The human brain has a preoccupation with danger and fear. Sometimes our fear can be real or imagined. In the case of anxiety, what we fear can be something nebulous that may or may not happen in the future. Once again, evolutionary adaptation is believed to explain why we constantly and naturally scan for danger. This is great for survival, but terrible for rational decisions making.
If you want to make better financial decisions, that are truly rooted in cognition, focus on minding your emotional and physiological state. Before you make decisions, get into the right state for decision-making. High-performing individuals, like athletes understand the importance of the state they are in to produce optimal results.
Getting into the right state for decision making is a relatively easy thing to do. The hard part is remembering to do it. A lot of the things we can do to calm our nervous systems are simple. Things like going for a walk, focusing on our breathing or connecting with others. The kinds of things that help us make decisions are the kinds of things that you might find on a list of daily habits for artists or entrepreneurs. This doesn't surprise me because that kind of work requires a clear, calm, focus and an ability to make good decisions.

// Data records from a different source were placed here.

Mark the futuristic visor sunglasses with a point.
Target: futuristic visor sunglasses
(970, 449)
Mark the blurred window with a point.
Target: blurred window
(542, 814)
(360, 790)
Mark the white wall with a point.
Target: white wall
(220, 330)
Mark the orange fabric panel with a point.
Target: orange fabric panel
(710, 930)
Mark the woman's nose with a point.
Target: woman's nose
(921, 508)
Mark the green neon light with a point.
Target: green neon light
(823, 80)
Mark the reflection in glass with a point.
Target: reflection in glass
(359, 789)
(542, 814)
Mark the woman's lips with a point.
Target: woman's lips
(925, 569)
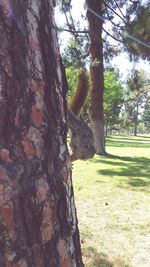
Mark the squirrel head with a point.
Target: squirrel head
(82, 141)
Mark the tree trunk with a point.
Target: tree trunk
(97, 78)
(136, 119)
(38, 224)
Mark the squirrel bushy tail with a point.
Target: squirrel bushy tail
(81, 93)
(82, 142)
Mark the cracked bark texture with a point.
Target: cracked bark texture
(38, 224)
(96, 71)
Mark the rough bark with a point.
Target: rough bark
(96, 53)
(38, 224)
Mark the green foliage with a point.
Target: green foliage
(72, 77)
(75, 53)
(112, 199)
(139, 28)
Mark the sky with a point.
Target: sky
(121, 62)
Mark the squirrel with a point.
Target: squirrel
(82, 141)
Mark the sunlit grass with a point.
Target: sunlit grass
(112, 196)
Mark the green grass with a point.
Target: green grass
(112, 195)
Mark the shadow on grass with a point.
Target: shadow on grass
(96, 259)
(133, 139)
(136, 170)
(122, 143)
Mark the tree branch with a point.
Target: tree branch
(115, 12)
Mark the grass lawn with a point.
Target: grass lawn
(112, 196)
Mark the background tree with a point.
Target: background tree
(96, 71)
(37, 213)
(113, 100)
(135, 95)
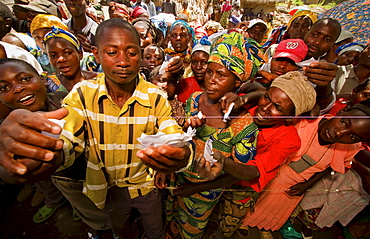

Finding what works for you requires exploration and a willingness to observe one's self moment to moment, day by day - a simple practice where the hardest part is often remembering to do it.
Approaching how we make decisions by first making sure we're in the optimal decision-making state might seem silly and extra. But the quality of our lives is determined by the quality of our decisions. Decisions that are within our control. So, why not apply a simple, even if seemingly silly, technique to increase the likelihood that the decisions we make are cognitively sound and in our best interest?